University of Agricultural Sciences, Dharwad
- Type: Public
- Established: October 1, 1986; 39 years ago
- Affiliations: ICAR
- Chancellor: Governor of Karnataka
- Vice-Chancellor: Dr. N. B. Prakash
- Location: Dharwad, India 15°29′21″N 74°59′03″E﻿ / ﻿15.489085°N 74.984264°E
- Website: uasd.edu

= University of Agricultural Sciences, Dharwad =

State University in Karnataka, India

University of Agricultural Sciences, Dharwad (UASD) is a state agriculture university established by the Government of Karnataka which imparts education, research and extension activities in the fields of agriculture, forestry, food science, agricultural marketing and home science.

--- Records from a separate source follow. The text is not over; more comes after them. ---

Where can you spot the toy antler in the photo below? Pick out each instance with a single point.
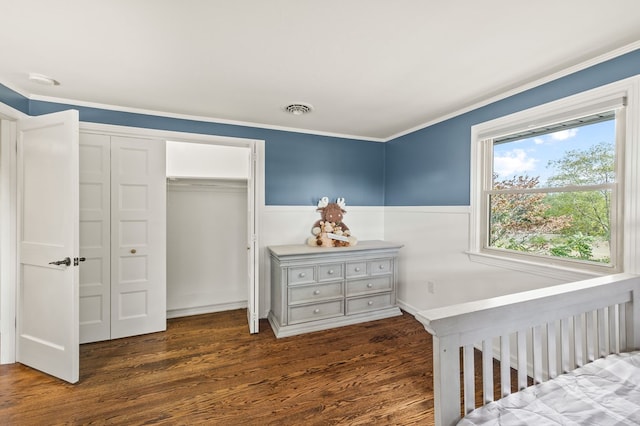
(324, 202)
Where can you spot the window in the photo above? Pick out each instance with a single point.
(553, 189)
(550, 187)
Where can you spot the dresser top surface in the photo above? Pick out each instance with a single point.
(303, 249)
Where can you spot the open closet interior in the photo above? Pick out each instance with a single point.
(207, 216)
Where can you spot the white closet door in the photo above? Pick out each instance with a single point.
(95, 234)
(138, 242)
(47, 287)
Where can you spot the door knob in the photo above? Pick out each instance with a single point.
(66, 261)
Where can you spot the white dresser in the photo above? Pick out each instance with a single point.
(316, 288)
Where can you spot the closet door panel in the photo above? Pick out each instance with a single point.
(138, 237)
(95, 285)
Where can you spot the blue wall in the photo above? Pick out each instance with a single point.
(430, 167)
(299, 168)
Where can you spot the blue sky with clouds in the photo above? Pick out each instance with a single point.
(531, 156)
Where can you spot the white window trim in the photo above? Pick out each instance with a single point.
(560, 110)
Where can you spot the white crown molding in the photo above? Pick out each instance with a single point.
(10, 113)
(429, 209)
(567, 71)
(539, 82)
(204, 119)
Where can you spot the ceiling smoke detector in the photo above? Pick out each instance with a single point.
(298, 108)
(43, 79)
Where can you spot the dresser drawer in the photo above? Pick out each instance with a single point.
(330, 272)
(317, 311)
(314, 293)
(302, 275)
(356, 269)
(380, 266)
(370, 303)
(369, 285)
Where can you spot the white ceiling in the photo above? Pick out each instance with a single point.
(371, 68)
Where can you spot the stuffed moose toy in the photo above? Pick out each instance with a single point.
(330, 230)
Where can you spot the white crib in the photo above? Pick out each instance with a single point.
(541, 333)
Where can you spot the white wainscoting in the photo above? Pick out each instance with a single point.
(435, 243)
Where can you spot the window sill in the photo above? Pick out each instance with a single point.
(546, 269)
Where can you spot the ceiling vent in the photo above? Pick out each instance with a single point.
(298, 108)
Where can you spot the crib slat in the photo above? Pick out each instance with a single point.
(505, 365)
(469, 379)
(551, 350)
(592, 336)
(614, 330)
(537, 354)
(622, 315)
(566, 363)
(578, 333)
(522, 359)
(602, 333)
(487, 370)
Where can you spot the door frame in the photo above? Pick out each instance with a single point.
(8, 231)
(8, 261)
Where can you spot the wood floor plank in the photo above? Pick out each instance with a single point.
(208, 369)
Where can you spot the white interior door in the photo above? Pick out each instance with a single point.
(47, 294)
(252, 245)
(138, 236)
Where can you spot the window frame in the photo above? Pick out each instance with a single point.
(625, 197)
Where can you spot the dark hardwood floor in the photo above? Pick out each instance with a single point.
(208, 369)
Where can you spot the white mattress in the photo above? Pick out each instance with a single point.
(604, 392)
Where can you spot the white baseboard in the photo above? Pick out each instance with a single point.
(209, 309)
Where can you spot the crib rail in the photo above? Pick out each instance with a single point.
(541, 333)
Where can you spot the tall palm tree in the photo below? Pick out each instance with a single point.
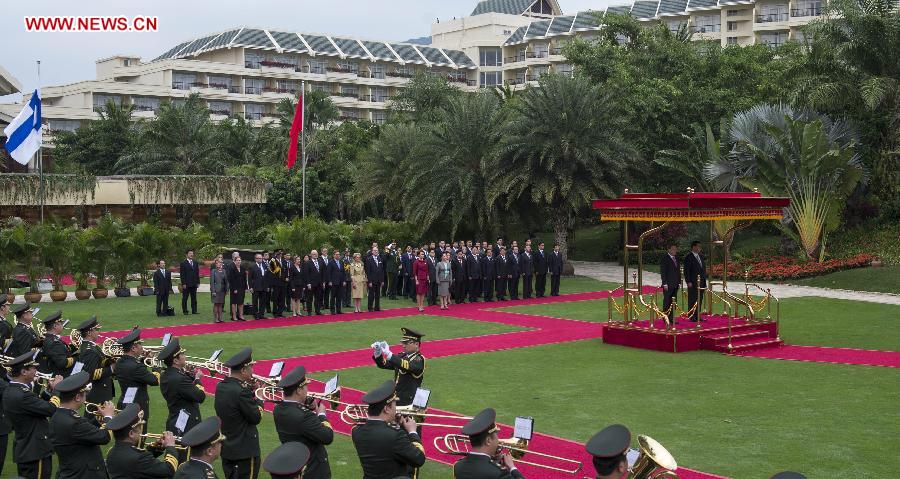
(562, 148)
(179, 141)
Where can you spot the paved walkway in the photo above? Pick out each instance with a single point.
(613, 272)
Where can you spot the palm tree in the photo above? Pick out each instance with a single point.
(562, 148)
(781, 151)
(447, 180)
(180, 140)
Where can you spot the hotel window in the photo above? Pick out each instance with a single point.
(220, 108)
(491, 57)
(490, 78)
(253, 111)
(251, 59)
(318, 66)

It is on Dharwad-Belgaum road (PB-4) on a campus with space for growing trees and fields for conducting experiments and research. The university encompasses 5 Colleges, 27 Research Stations, 6 Agriculture Extension Education Centers, 6 Krishi Vigyan Kendras, and an Agricultural Technology Information Center (ATIC). Its jurisdiction spans 7 districts in northern Karnataka: Bagalkot, Belgaum, Bijapur, Dharwad, Gadag, Haveri, and Uttar Kannada. The region exhibits a rich diversity in soil types, climate, topography, as well as cropping and farming practices.

==History==
===Early Beginnings (1947–1965)===
The roots of the university trace back to the College of Agriculture, Dharwad, which was established on 22 May 1947 at Hebballi Farm, Dharwad. This institution was initiated under the Bombay Province by then Minister for Agriculture, Sri Mallanagoudaru Patil. Initially affiliated with the University of Bombay, the college was later transferred to Karnataka University, Dharwad in 1950.

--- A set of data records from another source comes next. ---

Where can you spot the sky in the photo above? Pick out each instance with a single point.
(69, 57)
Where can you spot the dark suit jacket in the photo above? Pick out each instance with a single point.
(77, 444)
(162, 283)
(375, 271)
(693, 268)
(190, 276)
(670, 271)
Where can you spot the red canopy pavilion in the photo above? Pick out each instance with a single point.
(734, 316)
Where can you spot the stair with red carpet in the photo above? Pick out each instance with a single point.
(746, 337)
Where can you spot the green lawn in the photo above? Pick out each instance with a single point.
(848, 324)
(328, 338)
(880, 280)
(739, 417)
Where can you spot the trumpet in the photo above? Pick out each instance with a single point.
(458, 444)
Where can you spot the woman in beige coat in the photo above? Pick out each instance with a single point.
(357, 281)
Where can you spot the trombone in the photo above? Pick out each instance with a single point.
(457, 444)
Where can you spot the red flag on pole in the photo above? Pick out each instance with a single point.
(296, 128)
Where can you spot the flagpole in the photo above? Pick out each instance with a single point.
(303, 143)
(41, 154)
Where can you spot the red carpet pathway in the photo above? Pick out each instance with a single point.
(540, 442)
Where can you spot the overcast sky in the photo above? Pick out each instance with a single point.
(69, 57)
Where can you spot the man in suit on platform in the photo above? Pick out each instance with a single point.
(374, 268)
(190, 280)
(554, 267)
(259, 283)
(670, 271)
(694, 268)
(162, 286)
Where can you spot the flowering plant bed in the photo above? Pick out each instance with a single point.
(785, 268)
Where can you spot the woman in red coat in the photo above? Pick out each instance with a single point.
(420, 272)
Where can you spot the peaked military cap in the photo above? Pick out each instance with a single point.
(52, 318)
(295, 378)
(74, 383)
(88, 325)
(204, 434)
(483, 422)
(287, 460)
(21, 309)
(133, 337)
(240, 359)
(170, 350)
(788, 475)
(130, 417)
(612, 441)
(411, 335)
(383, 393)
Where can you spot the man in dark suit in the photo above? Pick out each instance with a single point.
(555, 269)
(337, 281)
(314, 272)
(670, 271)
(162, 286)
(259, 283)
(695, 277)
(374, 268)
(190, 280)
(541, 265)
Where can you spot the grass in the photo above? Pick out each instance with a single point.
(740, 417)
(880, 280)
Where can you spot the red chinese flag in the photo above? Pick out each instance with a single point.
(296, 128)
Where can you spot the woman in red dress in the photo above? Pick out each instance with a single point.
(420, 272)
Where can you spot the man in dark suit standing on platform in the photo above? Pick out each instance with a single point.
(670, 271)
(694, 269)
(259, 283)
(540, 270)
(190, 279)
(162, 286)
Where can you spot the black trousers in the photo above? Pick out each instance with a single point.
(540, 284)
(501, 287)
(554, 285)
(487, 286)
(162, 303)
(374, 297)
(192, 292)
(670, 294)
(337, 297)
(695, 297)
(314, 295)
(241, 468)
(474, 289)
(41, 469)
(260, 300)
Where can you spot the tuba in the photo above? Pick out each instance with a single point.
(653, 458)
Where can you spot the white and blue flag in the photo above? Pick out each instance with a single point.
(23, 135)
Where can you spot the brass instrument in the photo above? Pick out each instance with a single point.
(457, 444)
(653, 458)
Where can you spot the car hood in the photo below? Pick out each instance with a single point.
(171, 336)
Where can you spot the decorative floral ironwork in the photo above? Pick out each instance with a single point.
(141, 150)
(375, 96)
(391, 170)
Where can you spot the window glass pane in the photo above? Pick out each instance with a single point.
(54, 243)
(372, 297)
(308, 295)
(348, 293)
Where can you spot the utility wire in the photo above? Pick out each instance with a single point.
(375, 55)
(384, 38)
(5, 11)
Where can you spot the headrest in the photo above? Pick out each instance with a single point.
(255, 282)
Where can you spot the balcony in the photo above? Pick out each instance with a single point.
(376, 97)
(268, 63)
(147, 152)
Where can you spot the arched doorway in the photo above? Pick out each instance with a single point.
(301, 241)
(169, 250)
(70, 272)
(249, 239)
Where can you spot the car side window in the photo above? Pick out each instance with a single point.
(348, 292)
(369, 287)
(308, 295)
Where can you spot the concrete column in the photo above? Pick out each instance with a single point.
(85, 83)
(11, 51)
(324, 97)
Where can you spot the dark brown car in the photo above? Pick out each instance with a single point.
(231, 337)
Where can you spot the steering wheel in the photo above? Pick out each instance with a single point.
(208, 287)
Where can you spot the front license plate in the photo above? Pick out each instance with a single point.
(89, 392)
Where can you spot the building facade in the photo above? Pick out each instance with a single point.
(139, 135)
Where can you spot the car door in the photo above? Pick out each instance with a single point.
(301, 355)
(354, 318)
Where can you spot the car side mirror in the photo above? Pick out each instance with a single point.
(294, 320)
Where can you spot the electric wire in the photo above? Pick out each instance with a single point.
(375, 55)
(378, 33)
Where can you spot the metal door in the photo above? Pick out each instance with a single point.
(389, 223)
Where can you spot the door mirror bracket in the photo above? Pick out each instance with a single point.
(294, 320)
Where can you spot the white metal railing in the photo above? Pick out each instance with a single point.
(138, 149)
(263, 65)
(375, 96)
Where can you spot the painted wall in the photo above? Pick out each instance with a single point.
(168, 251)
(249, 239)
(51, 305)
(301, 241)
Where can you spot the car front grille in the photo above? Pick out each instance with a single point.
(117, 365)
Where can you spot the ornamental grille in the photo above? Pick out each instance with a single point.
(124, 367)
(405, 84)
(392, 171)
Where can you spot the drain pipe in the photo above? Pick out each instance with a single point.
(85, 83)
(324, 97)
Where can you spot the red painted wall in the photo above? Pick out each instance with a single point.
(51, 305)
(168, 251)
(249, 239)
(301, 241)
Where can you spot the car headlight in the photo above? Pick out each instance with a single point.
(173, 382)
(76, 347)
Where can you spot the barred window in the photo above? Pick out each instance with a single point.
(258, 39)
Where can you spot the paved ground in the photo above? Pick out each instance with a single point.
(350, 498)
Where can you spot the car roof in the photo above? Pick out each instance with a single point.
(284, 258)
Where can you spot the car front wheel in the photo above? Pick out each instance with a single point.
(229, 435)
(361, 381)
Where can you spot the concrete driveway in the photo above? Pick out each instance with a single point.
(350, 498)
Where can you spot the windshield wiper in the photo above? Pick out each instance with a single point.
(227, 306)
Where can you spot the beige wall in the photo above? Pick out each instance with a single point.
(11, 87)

The main building of the college was inaugurated on 9 September 1951 by Maharaja Jayachamarajendra Wadiyar of Mysore. It quickly became a hub of agricultural research and higher education, particularly in dryland agriculture and cotton breeding. Postgraduate programs were introduced in the same year, marking the beginning of advanced agricultural education in the region.

===Integration with UAS Bangalore (1965–1986)===

Following the Model Land-Grant University system proposed by the Indian Council of Agricultural Research (ICAR), the University of Agricultural Sciences, Bangalore (UASB) was established in 1965. The College of Agriculture, Dharwad became one of its constituent colleges. Over the following two decades, the institution expanded its academic offerings:

- The College of Home Science was established in 1974.
- A B.Sc. (Agri.) in Agricultural Marketing and Cooperation began in 1976.
- A Forestry department was added in 1985.

===Establishment of UAS Dharwad (1986–Present)===

Recognizing the agro-ecological and administrative needs of northern Karnataka, the Government of Karnataka enacted legislation in 1986 to bifurcate UAS Bangalore. The University of Agricultural Sciences, Dharwad was officially established on 1 October 1986, with jurisdiction over seven districts: Dharwad, Belagavi, Gadag, Haveri, Uttara Kannada, Bagalkote, and Vijayapura.

==Constituent colleges==
The university has constituent colleges in places in Karnataka:
- College of Agriculture, Dharwad
- College of Community Sciences, Dharwad
- College of Agriculture, Vijayapur
- College of Agriculture, Hanumanamatti
- College of Forestry, Sirsi

== Jurisdiction ==
University has jurisdiction over seven districts namely Dharwad, Uttar Kannada, Gadag, Haveri, Belagavi, Bagalkot and Bijapur.